June’s sales figures, published this week by Naamsa, once again exceeded most expectations. A market of 46,810 cars and commercial vehicles was 14% higher than the 441,052 of June 2022.
That’s good, right? Well, yes and no. To put the growth in perspective, Toyota’s Durban assembly plant was still closed in June last year because of floods a few weeks earlier. The market leader sold fewer than 7,500 vehicles, less than half what it sold before the floods.
This time round, Toyota sold 13,016 vehicles last month — 27.6% of the total market and more than twice as many as its closest competitor.
The upshot is that at the midway point of 2023, the industry has sold 265,824 vehicles to South African customers — 173,943 cars, 76,519 bakkies and minibuses, 3,895 medium-sized trucks, 2,587 heavy trucks, 8,577 extra-heavies and 303 buses.
That’s 4.8% more than the 253,540 at the same stage last year. That growth is all coming from commercial vehicles, for while bakkies and nearly all categories of trucks are well ahead of last year, cars are 1.3% behind.
That hasn’t deflated the enthusiasm of dealers, who are just glad it’s not worse. National Automobile Dealers’ Association director Gary McCraw says recent market gains are underpinned by “a consistent stream of new and updated models, particularly in significant high-volume segments, along with improved availability of popular models”.
Cyril Zhungu, Standard Bank’s head of automotive retail finance, says the situation has also been eased by the “agile” response of motor companies in introducing cheaper models to a cash-strapped market. Then there’s the fact that price inflation is rising faster on used vehicles than on new ones.
Standard Bank is sticking to its 5% forecast for new vehicle sales growth this year. That would take the market to just over 556,000
So can this market resilience continue? Despite Naamsa CEO Mikel Mabasa pointing to the continued challenges of inflation, rising interest rates, a weak rand, load-shedding and low levels of business and consumer confidence, finance house WesBank wonders if the situation is as bad as it looks.
It says: “Some economists have argued that the economy is in a far healthier state than the broad perception might give it credit for. The country’s ability to have displayed any growth at all during the first half of the year in the face of some of the worst levels of rolling blackouts [it] has experienced is firm evidence of this.
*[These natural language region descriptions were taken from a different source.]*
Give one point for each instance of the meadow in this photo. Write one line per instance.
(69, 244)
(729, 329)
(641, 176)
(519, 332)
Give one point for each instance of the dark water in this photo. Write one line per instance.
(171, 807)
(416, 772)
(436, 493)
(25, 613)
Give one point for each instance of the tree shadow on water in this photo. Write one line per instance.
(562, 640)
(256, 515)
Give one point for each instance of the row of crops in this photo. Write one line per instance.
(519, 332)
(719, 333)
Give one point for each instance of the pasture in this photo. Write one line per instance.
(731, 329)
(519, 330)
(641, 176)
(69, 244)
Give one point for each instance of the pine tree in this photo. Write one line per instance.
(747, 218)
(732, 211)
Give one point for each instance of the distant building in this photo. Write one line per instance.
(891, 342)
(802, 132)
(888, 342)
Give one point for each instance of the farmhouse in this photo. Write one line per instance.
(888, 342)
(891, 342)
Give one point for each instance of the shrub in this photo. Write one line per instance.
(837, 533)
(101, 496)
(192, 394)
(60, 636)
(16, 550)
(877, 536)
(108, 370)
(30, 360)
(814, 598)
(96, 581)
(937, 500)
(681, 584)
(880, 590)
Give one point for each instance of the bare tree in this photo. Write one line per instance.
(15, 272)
Perhaps the same holds true for South Africa’s new vehicle market.”
Marketing head Lebo Gaoaketse says there is real hope of “better news” for the economy and consumers in the second half of the year. “More stable fuel prices, hopefully fewer, if any, interest rate changes, first-half growth for the manufacturing sector as well as a strong recovery in exchange rates will all contribute to economic performance as a whole during the second half, as well as affordability for consumers in the market for a new vehicle.”
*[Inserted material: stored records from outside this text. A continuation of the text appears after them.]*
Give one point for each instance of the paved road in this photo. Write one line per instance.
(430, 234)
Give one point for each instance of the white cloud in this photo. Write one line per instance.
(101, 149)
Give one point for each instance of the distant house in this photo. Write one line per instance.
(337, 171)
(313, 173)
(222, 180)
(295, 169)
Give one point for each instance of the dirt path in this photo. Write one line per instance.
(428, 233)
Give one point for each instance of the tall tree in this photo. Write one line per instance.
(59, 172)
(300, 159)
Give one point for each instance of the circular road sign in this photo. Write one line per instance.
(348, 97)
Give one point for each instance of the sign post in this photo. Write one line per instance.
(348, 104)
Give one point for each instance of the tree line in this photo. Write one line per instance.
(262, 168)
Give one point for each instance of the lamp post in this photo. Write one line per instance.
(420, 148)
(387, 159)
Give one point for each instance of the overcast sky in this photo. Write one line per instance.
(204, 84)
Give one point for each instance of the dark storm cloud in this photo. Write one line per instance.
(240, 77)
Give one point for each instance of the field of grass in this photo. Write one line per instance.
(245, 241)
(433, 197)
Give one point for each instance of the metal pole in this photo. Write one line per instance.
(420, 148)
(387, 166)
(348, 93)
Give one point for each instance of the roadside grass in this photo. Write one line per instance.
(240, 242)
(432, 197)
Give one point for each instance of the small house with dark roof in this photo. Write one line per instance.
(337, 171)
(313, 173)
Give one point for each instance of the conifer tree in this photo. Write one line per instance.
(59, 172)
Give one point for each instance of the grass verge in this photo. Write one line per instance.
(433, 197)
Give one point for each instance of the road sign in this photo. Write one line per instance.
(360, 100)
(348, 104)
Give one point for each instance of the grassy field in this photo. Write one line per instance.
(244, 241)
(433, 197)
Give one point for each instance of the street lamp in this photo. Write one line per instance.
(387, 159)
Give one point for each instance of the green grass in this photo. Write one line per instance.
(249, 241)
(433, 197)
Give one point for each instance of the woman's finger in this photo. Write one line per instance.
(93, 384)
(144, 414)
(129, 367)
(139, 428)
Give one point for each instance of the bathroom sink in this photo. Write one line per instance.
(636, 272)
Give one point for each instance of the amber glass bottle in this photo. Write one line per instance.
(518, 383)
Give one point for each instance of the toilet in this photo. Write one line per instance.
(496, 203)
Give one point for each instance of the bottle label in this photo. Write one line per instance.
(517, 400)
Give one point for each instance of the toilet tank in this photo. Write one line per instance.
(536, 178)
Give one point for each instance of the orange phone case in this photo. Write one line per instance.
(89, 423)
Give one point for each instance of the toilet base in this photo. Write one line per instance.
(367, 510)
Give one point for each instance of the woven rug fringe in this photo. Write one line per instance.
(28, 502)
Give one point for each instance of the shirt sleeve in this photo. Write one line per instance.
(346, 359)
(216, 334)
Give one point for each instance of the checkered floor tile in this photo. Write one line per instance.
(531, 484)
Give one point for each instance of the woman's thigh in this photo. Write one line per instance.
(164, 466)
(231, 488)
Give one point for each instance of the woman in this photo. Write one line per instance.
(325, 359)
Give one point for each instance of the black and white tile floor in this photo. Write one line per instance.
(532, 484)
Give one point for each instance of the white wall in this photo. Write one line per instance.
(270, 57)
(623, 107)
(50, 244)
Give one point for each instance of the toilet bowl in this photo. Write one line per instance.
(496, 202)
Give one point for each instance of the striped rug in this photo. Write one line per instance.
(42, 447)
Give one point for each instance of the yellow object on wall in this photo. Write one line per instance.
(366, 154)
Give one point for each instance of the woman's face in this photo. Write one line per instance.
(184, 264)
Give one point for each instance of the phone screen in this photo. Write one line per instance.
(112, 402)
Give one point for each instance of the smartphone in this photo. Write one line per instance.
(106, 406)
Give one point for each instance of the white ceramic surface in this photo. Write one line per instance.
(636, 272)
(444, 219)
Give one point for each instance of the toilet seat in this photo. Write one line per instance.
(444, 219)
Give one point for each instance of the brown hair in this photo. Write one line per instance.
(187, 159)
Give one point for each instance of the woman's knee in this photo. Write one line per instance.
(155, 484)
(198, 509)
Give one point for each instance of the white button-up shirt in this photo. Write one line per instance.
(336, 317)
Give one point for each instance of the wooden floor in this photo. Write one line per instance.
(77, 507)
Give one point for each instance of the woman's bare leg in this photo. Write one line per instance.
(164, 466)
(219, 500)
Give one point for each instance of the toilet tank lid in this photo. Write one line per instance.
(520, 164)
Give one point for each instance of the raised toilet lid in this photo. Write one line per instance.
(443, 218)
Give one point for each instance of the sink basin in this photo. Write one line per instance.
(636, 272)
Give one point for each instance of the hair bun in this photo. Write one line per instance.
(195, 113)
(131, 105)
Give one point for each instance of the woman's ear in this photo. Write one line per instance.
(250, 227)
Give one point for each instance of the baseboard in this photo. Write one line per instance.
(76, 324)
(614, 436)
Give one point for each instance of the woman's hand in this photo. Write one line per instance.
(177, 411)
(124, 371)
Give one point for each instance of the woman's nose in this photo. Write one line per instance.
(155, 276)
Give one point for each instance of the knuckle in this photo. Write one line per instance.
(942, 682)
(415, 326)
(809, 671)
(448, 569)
Zhungu isn’t convinced. He says the full impact of successive increases in the prime rate this year hasn’t been felt yet in the new vehicle market. Historically, increases take three to six months before their impact is seen. “This remains a realistic headwind which, together with the impact of higher administered prices, may lower the traditionally higher sales in the second half of the calendar year.”
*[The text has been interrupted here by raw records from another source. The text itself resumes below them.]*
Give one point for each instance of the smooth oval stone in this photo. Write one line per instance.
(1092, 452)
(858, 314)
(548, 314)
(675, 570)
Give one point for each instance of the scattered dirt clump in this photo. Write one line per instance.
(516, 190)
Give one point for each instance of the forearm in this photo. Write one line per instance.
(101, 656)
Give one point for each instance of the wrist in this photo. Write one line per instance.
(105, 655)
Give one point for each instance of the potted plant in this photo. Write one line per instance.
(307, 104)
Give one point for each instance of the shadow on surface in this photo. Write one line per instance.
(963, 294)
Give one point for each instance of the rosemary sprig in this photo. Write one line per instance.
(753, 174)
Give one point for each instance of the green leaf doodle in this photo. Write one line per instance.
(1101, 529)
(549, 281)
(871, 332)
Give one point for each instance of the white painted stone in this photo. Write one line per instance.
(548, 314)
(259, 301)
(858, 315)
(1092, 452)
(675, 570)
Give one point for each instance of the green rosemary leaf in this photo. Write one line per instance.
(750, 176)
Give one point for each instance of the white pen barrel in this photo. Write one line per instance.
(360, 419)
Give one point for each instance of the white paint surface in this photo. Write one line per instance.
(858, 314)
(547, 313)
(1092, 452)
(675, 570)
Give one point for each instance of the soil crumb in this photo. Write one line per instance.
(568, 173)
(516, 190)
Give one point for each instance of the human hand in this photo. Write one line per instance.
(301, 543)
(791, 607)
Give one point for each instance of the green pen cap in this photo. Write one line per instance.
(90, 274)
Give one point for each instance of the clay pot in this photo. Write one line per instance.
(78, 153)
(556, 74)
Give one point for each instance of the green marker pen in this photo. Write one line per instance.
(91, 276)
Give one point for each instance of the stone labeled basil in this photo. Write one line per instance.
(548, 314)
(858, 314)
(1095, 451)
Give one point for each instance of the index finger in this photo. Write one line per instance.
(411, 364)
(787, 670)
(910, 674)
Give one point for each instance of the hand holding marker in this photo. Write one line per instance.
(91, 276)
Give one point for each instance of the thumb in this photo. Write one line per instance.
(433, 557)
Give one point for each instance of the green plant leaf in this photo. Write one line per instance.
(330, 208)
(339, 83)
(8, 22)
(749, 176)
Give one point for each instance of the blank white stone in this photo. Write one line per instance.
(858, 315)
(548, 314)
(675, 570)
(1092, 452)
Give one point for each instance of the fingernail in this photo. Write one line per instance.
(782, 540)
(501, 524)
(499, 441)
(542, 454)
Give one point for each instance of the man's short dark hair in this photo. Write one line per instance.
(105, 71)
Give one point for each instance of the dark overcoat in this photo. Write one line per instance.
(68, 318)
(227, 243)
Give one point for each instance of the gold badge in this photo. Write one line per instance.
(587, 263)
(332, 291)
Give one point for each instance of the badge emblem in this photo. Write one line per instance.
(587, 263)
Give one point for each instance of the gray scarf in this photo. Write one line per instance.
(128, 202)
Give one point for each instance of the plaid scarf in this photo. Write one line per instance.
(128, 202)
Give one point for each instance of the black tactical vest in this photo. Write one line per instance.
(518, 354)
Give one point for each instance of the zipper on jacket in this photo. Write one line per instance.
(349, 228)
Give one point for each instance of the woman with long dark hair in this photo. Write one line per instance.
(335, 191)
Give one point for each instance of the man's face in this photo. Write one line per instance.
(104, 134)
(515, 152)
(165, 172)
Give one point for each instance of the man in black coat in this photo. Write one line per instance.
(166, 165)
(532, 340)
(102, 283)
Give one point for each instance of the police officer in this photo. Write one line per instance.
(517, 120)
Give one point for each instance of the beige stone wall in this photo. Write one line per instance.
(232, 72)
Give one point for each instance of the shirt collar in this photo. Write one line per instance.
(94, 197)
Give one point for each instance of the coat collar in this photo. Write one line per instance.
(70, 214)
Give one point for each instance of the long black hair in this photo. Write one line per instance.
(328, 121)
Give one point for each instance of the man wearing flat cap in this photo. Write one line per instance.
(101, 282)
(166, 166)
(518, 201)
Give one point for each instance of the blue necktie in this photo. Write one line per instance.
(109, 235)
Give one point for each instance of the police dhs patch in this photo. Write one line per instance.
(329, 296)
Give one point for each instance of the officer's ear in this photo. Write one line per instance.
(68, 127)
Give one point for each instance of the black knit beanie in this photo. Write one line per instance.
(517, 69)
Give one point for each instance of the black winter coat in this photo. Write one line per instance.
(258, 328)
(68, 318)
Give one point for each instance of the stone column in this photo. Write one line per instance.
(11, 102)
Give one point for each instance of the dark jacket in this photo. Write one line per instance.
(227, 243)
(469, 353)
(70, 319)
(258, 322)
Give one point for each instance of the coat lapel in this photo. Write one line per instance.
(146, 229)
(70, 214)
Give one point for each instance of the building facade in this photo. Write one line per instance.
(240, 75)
Standard Bank, he says, is sticking to its 5% forecast for new vehicle sales growth this year. That would take the market to just over 556,000, from 529,562 in 2022.
Amid all this uncertainty, industry CEOs were able to briefly leave behind their worries last week to celebrate the 50th anniversary of BMW Group South Africa at a banquet in Joburg. When it was established in 1973, the assembly plant in Rosslyn, Tshwane, was the first BMW plant outside Germany.
The celebration coincided with an announcement that BMW Germany is investing R4.2bn in Rosslyn, so it can build the next generation of the X3, an SUV it started manufacturing in 2018. The new version will include a plug-in hybrid-electric, the first such vehicle to come out of Rosslyn. The plant, which will also make petrol and diesel X3s, will be the only one in the world to make the plug-in hybrid.